This makes high-quality operability—knowing what’s going on, everywhere, all the time—the default!

Observability has two main benefits:

  1. You know when something has gone wrong!

Something’s broken? You get an instant Slack/SMS/email.

  1. Direct improvements over time.

You can’t improve what you can’t measure.

Do you know how long your CI/CD takes? We know we need a fast pipeline (see #4). With good observability you’ll be able to identify the ‘key constraint’ and get stuck in to improve it.

Don’t forget about your users in all of this. Make sure users are incentivised to give feedback.

(I have loads more info on observability in my introductory articles on cloud-native architecture and cloud-native development.)

#13 Distributed Tracing and Logging Track Problems Through Your Entire Tech Stack

The cloud is a distributed event-based system.

Distributed = the different parts are not in the same place

Event-based = every change to the system is recorded as an ‘event’ that can be consumed by other services/teams.

This has many advantages, but demands high visibility. In a monolithic application you can see what’s going on because it’s all in one place. In the cloud you need to know where all these distributed events are going!

You need to understand the consequences of something happening over here on something happening over there.

So one part of a system might make an API call that follows a path of different event-driven happenings before eventually resulting in an email being sent. If there is an issue with the email you need to be able to trace back the path of events to see where the error comes from.

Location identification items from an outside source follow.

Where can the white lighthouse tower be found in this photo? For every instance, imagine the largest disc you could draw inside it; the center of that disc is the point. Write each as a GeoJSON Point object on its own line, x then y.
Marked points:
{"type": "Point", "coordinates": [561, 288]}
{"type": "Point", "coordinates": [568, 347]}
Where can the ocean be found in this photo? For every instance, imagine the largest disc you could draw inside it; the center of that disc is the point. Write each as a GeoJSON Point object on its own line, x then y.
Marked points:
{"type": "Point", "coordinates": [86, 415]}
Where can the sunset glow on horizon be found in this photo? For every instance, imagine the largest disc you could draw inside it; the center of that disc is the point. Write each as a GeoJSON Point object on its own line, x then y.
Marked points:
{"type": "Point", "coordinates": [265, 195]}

For that you need distributed tracing and logging: i.e. understanding the path of events as they propagate through your system.

On one cloud adoption project at a large energy company, I set up a system so that every request had a unique request ID that could be tracked through the whole tech stack.

If something failed somewhere I would be instantly notified via Slack with the request ID along with time-stamped logs. I could see everything that had happened in relation to that request ID throughout the system...without having to do anything!

I could then instantly see where the error was. It would then take only a few minutes to deploy the fix and voila: prod is working again!

Bonus Tip:

A massive tip to make the most of this is to make sure you have really good error messages.

I always say: an error message is like a gift to your future self.

A good one will not only tell you that something is wrong but why. For that reason it’s critical to log the context around the failure: the time and date, what decision preceded it, what data did I send back, etc.

#14 Cross-Functional Teams Ensure End-to-End Accountability

A cross-functional team is a group that features whatever expertise is needed from across the business to ensure end-to-end responsibility for a given feature or product.

So you’ll have a team at (say) a company that hosts a music-streaming service that is responsible for the recommendation feature. They’ll have a representative from UI, back-end, API design, BA, security etc. Everyone is - together - fully responsible for getting that feature to production.

This team structure massively enhances communication and collaboration while ensuring accountability from start to finish. The rapid productivity that results is really useful for cloud-native ways of working.

It stands in distinction to the siloed teams that have traditionally been the norm: developers, operations, security, business and so on each working in comparative isolation. The difficulty in effectively handing over work from silo to silo (and the abandonment of accountability) is a major cause of delays.

But how to get from siloed to cross-functional teams?

You can’t just take all your dev teams, slam them into the ops teams and go “now you’re cross-functional”.

You will destroy many lives.

The best way is to create one team of superstars that makes all the mistakes. They can learn everything: how to architect your systems, how to manage security etc.

You can use this first team as mentors that you seed into other teams to spread cross-functional ways of working. Individuals from the first team become leaders in the second, third, fourth teams.

#15 Choreography Makes for Resilient Event-Driven Architecture

Most systems are programmed as follows: when A happens, do B.

This is known as ‘orchestration’. It’s a common part of cloud-native architectures.

In this context, A is in charge of what comes next, and so A must be aware of B (and also of C, D, E etc.). So you have to constantly update A on the state of B, C, D etc.

Choreography, in contrast, gives B the power to decide when it does anything. Because of this you can add C, D, E, F all the way to Z without having to change A.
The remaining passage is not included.